While previous research has always lumped the two types of growth together under the blanket term “dendrites,” he says, the new work demonstrates the precise conditions for each distinct growth mode to occur, and how the mossy type can be relatively easily controlled.
The root-growing mossy growth, the team found, can be blocked by adding a separator layer made of a nanoporous ceramic material (a sponge-like material with tiny pores at the nanometer scale, or billionths of a meter across). The tip-growing dendritic growth, by contrast, cannot be easily blocked, but fortunately should not occur in practical batteries. The normal working currents of these batteries are much lower than the characteristic current associated with the tip-growing deposits, so these deposits will not form unless significant degradation of the electrolyte has occurred.
In principle, replacing conventional carbon-based anodes with lithium metal could cut in half the weight and volume of lithium-ion batteries, for a given amount of storage capacity and output current, Bai explains. But the poorly understood occurrence of these surface deposits during recharging has been a major obstacle to the development of such batteries.
Unless they are somehow controlled, Bai says, “those small fibers can go right through the separator [layer inside the battery] and cause explosions or fires.”
Even short of such destruction, the filaments gradually reduce the storage capacity of the battery and cause it to degrade over time. Now, this research shows that these growths can be effectively controlled at lower current levels, for a given cell capacity, and demonstrates what the upper limits on battery performance would need to be in order to prevent the truly damaging dendritic filaments.

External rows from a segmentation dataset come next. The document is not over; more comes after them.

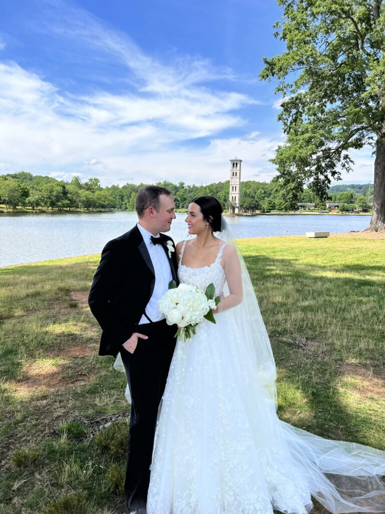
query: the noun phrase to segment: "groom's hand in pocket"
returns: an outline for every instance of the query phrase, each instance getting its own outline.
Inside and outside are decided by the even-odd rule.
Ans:
[[[138,340],[140,337],[142,339],[148,339],[148,336],[145,336],[143,334],[139,334],[138,332],[134,332],[129,339],[127,339],[123,345],[123,347],[130,353],[133,353],[138,345]]]

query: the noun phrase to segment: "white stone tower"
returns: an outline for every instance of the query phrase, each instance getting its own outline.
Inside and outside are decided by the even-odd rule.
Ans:
[[[241,163],[240,159],[230,159],[230,200],[229,212],[237,214],[239,212],[241,200]]]

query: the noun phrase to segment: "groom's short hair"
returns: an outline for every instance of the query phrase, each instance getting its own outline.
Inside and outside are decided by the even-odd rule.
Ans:
[[[140,189],[135,200],[135,209],[138,217],[143,217],[144,211],[150,207],[153,207],[157,212],[159,212],[160,208],[159,197],[161,194],[172,196],[169,189],[159,186],[145,186]]]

The separators that could block the mossy growth are made of anodic aluminum oxide, or AAO, which is 60 micrometers thick and has well-aligned, straight nanopores across its thickness. “It’s a big discovery, because it answers the question of why you sometimes have better cycling [charging and discharging] performance when you use ceramic separators,” Bai says. The research suggests that flexible composite ceramic separators, such as those made by coating ceramic particles onto conventional polyolefin separators, should be used in lithium metal batteries to help block the root-growing mossy lithium.
Bazant explains that most previous research on the use of lithium metal anodes has been carried out at low current levels or low battery capacities, and because of that the second type of growth mechanism had not been reliably observed. The MIT team carried out tests at higher current levels that clearly revealed the two distinct types of growth.
He says that the findings were made possible by his team’s development of an innovative laboratory setup, a glass capillary cell, that “allows you to see the growth, and you can see where there is this transition from one kind of growth to the other.” Previous research had mostly relied on electrical measurements to infer what was taking place physically inside the battery, but seeing it in action made the differences very clear. The slow, mossy growth proceeds for a while, and then at a certain level of current, “all of a sudden, this little finger [of lithium] snaps out. It allows you to see exactly when the dendrites begin.”
The new findings will now provide battery researchers with a better understanding of the underlying scientific principles, and show “what are the limitations on rates and capacity that are achievable,” Bazant says.
The work was supported by Robert Bosch LLC through the MIT Energy Initiative.